The Philippine government asked a large Muslim rebel group Wednesday to help secure the freedom of an ailing Irish priest kidnapped by outlaws, as troops surrounded a jungle logging area where he was being held.

The 11,000-strong Moro Islamic Liberation Front pledged to work for the release of 79-year-old Rev. Michael Sinnott, said rebel leader Mohagher Iqbal. It was a rare alliance between the rebels and the government, who clashed just months ago in violence that killed hundreds.

Gunmen seized Sinnott from his house in southern Zamboanga del Sur province Sunday and took him to an old mountain logging camp in nearby Lanao province, military and rebel leaders said.

In Ireland, Foreign Affairs spokesman and Labor Party President Michael D. Higgins issued an emotional appeal for Sinnott's release and asked the abductors to provide the priest, who recently underwent heart surgery, with medicine.

"Anything visited upon him is visited upon everyone in Ireland. For this reason, our Parliament wants to send a message: that we want him released and to have immediate access to the medical support that he requires," Higgins said in a statement.

The military has not ruled out the possibility that the abductors could be Muslim rebels who disobeyed a guerrilla edict prohibiting ransom kidnappings and other acts of banditry, said regional military commander Maj. Gen. Benjamin Dolorfino.

An investigation showed that a notorious pirate in Zamboanga del Sur, Guingona Samal, provided the speedboat used to spirit away Sinnott to Lanao, Dolorfino said.

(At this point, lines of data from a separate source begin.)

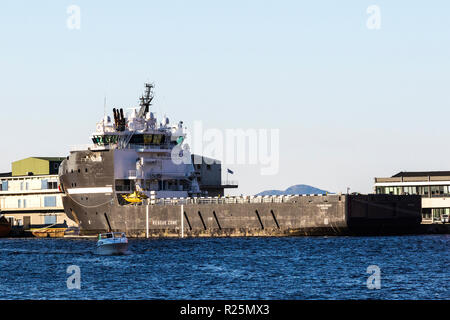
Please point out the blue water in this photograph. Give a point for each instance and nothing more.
(412, 267)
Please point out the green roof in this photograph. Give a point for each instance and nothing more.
(35, 166)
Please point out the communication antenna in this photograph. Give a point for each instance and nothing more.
(146, 99)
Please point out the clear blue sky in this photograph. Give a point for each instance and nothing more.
(351, 103)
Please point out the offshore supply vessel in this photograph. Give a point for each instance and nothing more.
(139, 177)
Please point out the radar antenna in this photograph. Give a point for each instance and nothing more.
(146, 100)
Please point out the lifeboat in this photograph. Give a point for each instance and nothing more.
(135, 197)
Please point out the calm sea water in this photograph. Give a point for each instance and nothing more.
(412, 267)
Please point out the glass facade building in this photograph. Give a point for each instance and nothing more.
(433, 186)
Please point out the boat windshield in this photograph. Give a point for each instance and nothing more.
(119, 235)
(105, 235)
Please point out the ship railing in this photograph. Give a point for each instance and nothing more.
(85, 147)
(222, 200)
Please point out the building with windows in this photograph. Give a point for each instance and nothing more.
(433, 186)
(29, 195)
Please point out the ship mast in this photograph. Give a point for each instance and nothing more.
(146, 100)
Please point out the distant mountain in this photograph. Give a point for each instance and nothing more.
(297, 189)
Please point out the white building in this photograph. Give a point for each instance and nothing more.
(433, 186)
(32, 200)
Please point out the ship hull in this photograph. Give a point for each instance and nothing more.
(300, 216)
(93, 199)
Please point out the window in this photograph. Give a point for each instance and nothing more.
(49, 219)
(52, 185)
(50, 201)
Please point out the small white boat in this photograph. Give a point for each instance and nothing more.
(112, 243)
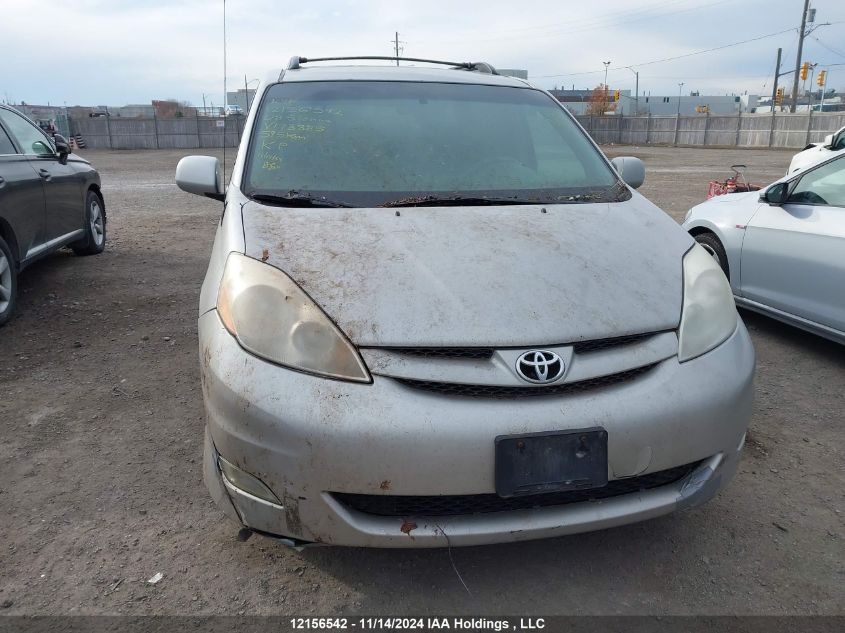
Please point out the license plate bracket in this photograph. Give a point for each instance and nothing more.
(552, 461)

He said the military would relay intelligence and other details to the Moro rebels.

Sinnott was being held near Sultan Naga Dimaporo township, where Moro guerrillas keep a heavy presence, he said. Getting the rebels to cooperate will ensure the safety of Sinnott and avoid accidental clashes between them and troops, Dolorfino said.

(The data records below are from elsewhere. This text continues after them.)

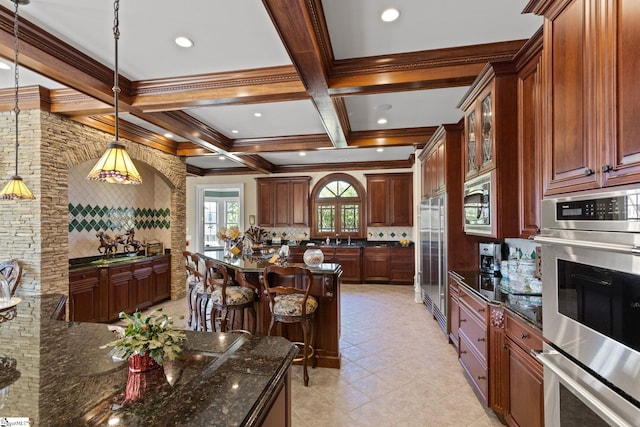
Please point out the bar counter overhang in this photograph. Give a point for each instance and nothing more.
(325, 288)
(61, 376)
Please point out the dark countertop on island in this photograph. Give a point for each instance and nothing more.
(64, 378)
(526, 306)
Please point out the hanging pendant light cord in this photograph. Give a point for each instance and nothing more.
(16, 68)
(116, 87)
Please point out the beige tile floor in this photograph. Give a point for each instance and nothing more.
(397, 368)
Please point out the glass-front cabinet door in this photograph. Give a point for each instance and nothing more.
(486, 110)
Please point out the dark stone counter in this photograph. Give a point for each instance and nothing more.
(526, 306)
(65, 378)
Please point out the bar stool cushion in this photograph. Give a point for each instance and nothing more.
(236, 295)
(291, 305)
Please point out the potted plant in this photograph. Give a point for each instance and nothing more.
(146, 340)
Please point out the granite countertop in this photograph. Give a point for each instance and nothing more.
(257, 263)
(65, 378)
(528, 306)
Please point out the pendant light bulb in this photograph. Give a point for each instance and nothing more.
(16, 189)
(115, 166)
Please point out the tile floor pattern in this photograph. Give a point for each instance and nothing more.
(397, 368)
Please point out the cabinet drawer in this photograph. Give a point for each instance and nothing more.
(474, 304)
(83, 275)
(522, 334)
(474, 331)
(475, 369)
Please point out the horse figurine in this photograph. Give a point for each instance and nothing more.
(129, 243)
(108, 244)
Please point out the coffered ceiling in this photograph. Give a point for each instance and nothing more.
(320, 73)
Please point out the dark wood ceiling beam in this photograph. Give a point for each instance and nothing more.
(298, 23)
(392, 137)
(239, 87)
(430, 69)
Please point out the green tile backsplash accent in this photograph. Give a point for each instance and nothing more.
(102, 218)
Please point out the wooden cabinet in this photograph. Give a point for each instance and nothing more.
(591, 93)
(390, 199)
(402, 269)
(99, 294)
(454, 313)
(516, 378)
(530, 135)
(84, 295)
(472, 333)
(376, 265)
(283, 202)
(490, 144)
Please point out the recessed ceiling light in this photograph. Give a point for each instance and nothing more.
(383, 107)
(390, 15)
(183, 41)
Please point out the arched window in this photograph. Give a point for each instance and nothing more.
(337, 207)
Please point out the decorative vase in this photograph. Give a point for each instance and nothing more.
(226, 252)
(142, 363)
(313, 257)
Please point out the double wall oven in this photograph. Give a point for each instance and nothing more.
(591, 309)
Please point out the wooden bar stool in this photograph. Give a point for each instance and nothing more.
(227, 298)
(195, 281)
(290, 302)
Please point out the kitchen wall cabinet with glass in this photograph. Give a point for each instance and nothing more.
(283, 202)
(491, 142)
(389, 199)
(591, 91)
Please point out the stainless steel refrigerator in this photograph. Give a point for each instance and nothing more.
(433, 253)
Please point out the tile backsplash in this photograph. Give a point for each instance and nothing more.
(97, 206)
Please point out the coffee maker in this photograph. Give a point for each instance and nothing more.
(490, 258)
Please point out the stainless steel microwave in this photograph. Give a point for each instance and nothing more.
(479, 205)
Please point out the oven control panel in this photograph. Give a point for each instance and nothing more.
(620, 208)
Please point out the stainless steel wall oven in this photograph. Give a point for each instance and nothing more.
(591, 309)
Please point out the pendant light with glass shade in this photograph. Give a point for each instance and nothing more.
(115, 166)
(16, 188)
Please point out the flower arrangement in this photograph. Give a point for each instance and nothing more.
(231, 233)
(153, 334)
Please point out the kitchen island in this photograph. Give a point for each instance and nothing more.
(325, 288)
(57, 374)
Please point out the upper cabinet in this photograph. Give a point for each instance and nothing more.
(490, 124)
(591, 92)
(390, 199)
(283, 202)
(490, 147)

"He's very frail because of a recent heart surgery," Dolorfino told The Associated Press. "We will exhaust all peaceful means to get him, although there is always that last military option."

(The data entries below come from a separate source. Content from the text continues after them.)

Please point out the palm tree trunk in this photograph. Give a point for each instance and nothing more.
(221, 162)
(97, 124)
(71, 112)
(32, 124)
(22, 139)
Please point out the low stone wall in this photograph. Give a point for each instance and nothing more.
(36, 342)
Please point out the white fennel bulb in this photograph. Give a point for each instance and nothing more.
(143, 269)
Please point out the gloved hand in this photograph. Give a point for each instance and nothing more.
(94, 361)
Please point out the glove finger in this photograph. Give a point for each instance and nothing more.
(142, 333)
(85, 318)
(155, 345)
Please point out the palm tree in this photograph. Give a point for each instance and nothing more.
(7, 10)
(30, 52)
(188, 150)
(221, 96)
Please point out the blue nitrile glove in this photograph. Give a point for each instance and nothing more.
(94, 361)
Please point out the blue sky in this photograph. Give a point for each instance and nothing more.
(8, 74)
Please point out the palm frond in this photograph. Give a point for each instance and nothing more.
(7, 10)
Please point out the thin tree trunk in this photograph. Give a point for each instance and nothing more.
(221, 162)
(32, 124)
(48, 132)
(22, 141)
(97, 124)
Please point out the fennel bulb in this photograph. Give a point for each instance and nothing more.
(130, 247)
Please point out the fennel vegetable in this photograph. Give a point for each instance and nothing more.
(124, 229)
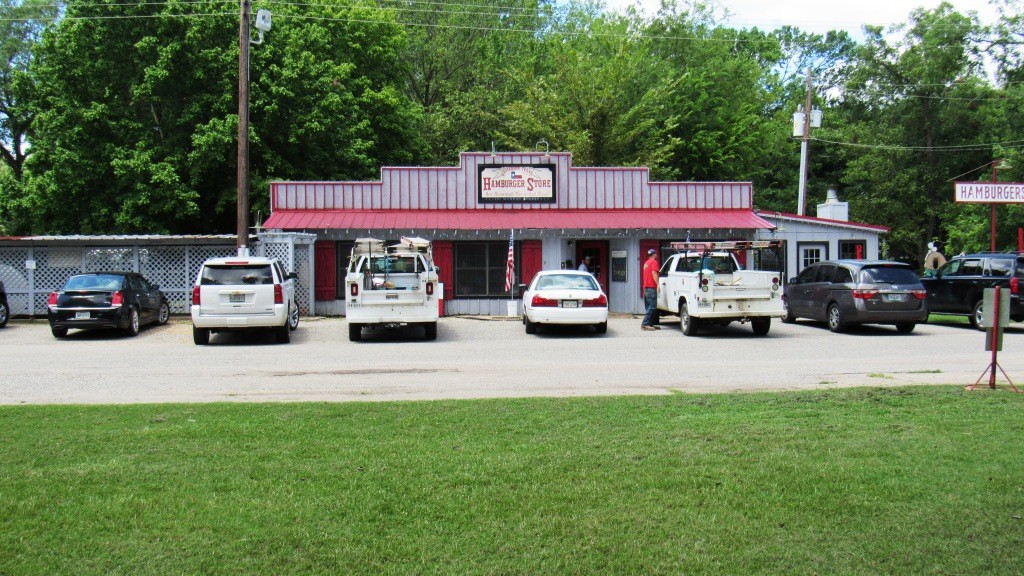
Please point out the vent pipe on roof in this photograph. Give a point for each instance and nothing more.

The rebels and the government just a few months ago were engaged in major clashes that killed hundreds and displaced more than half a million people in the country's south, scene of a decades-old Muslim separatist rebellion in this predominantly Roman Catholic nation.

A truce eased the fighting, and the government used a joint cease-fire committee to ask the Moro rebels for help in ending the latest hostage crisis in the southern Philippines.

Efforts to contain the kidnappers in one area now involved hundreds of army troops. Their aim is preventing the abductors from handing over Sinnott to the Abu Sayyaf extremist group, Dolorfino said.

The 400-strong Abu Sayyaf has been suspected of getting funds and training from Al Qaeda and has been blamed for deadly bombings, beheadings and kidnappings of foreigners, including priests.